Today, the Senate Rules Committee showed why that’s such a bad idea. While the Judiciary Committee has been busily slashing a proposed Ethics Commission into a glorified filing cabinet, the Rules Committee has been developing a parallel process for its own members.
Today, the Rules Committee adopted an ethics process for the Senate. And according to Seven Days’ Nancy Remsen, the Senate ethics process is designed, first and foremost, to ensure that its members are protected from public embarrassment. (To clarify: she didn’t say that, I did. But her outline of the procedure allows no other interpretation.)
As I’ve written before, the House Ethics Panel is a sorry-ass excuse for a watchdog. The Senate ethics panel won’t be any better, and may be significantly worse.
According to Remsen, the ethics panel would accept complaints and first decide (behind closed doors) if there’s grounds for an investigation. If they say no, then nothing else happens.

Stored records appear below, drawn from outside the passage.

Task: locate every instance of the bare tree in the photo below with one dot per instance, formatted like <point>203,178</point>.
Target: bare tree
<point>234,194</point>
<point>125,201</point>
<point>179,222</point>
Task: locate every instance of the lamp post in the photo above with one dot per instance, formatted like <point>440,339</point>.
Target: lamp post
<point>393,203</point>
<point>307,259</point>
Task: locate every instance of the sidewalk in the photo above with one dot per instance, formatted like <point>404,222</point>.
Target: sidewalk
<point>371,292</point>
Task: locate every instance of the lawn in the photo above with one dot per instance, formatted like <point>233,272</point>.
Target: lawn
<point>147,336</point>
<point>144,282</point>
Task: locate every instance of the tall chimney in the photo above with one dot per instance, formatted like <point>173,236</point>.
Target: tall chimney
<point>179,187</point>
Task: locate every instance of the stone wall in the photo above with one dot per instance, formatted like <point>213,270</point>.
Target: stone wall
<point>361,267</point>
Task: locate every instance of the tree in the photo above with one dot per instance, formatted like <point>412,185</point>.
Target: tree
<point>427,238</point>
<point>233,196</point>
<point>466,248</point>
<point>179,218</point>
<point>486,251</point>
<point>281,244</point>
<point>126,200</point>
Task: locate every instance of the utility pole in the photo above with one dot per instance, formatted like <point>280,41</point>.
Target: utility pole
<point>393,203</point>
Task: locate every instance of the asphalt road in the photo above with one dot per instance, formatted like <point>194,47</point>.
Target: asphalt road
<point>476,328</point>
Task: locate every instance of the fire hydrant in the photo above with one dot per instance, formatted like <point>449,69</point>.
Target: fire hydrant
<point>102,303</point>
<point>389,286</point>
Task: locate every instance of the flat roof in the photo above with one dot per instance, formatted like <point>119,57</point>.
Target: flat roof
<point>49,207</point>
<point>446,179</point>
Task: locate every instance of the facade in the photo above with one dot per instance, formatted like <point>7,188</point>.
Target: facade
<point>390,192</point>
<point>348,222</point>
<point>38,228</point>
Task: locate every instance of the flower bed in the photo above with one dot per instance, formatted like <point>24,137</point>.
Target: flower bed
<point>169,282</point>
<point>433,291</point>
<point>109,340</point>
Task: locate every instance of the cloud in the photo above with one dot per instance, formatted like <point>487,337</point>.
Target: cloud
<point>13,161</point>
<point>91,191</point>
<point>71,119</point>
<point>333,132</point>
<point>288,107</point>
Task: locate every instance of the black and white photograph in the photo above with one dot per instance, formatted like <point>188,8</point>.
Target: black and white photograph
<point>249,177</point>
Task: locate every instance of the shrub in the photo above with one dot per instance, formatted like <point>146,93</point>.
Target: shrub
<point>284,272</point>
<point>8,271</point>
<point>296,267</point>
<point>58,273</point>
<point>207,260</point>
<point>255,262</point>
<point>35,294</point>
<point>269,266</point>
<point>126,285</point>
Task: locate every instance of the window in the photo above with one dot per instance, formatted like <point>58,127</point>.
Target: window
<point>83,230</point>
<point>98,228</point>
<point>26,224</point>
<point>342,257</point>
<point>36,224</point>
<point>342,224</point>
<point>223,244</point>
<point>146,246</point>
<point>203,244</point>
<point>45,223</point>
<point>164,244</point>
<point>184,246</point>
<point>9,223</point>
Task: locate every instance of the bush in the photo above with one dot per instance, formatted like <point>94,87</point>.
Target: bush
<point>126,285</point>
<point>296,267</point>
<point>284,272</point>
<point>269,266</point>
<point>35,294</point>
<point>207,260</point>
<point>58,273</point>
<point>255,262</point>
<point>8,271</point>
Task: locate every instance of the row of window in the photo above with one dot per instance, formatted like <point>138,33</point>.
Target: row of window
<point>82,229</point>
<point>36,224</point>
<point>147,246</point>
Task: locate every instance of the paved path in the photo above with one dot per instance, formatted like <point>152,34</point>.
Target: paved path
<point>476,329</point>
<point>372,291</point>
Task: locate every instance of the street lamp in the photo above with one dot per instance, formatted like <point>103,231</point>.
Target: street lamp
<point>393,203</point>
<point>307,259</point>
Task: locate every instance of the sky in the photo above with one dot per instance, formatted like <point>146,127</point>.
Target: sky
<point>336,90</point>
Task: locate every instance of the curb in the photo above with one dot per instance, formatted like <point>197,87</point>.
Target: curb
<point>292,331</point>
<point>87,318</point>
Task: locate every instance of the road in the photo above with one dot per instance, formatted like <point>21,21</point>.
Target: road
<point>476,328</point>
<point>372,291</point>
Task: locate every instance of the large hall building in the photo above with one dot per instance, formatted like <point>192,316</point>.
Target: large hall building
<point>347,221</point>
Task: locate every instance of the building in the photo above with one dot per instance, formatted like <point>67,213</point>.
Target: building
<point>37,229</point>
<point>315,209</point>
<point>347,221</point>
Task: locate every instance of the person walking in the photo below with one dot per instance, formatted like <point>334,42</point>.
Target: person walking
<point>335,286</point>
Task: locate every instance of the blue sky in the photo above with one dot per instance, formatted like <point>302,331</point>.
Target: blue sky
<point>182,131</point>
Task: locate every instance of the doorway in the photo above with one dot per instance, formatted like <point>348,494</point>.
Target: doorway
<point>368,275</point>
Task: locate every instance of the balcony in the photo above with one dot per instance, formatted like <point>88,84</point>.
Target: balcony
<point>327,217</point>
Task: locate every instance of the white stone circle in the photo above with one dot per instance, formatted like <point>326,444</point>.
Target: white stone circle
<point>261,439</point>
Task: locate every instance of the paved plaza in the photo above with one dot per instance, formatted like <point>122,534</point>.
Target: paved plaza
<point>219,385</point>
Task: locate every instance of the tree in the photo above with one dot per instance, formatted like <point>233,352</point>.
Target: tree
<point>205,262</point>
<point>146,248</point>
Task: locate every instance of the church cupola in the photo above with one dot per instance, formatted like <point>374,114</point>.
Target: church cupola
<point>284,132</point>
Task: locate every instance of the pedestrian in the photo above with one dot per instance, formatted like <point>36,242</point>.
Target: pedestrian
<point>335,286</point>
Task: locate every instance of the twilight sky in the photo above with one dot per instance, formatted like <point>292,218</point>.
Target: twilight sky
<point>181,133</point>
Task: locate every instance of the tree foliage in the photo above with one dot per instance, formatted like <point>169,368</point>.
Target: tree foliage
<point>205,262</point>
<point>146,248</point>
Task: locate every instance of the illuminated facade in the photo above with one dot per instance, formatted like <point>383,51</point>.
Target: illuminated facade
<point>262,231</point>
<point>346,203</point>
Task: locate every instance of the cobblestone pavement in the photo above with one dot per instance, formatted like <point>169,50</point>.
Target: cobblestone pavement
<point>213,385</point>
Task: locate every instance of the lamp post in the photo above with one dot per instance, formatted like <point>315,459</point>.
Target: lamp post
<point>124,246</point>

If they decide an investigation is warranted, the investigation is conducted completely behind closed doors.
If the investigation results in a settlement between the panel and the accused senator, that settlement is shared with the original complainant. As far as I can tell, this would be the ethics panel’s first communication with the complainant.
If the panel and subject can’t reach a settlement, the panel could draw up charges and hold hearings. And yes, the hearings would be closed. Let’s let Remsen explain the rest of the process.
If after a court-like process, the panel concluded that an ethical violation had occurred, it would introduce a resolution listing the charges, the evidence, the findings and recommendations for disciplinary action. The full Senate would vote on this resolution.
All records associated with the procedure — except for the resolution itself — would remain confidential and not be subject to requests under the Public Records Act.
Lawmakers who don’t want ethics oversight often bring up the notion that a member might be unfairly targeted with ethics complaints — that some political foe would blizzard the member with complaints, thus creating an atmosphere of ethical squalor around the unfortunate member.
This process was clearly designed with that straw-man argument in the forefront. At every step along the way, it protects the member at the expense of transparency and the public interest.
But hey, what do you expect when Our Founding Fathers gave the foxes sole authority over the henhouse? (Or, at least, so claim our elected foxes.)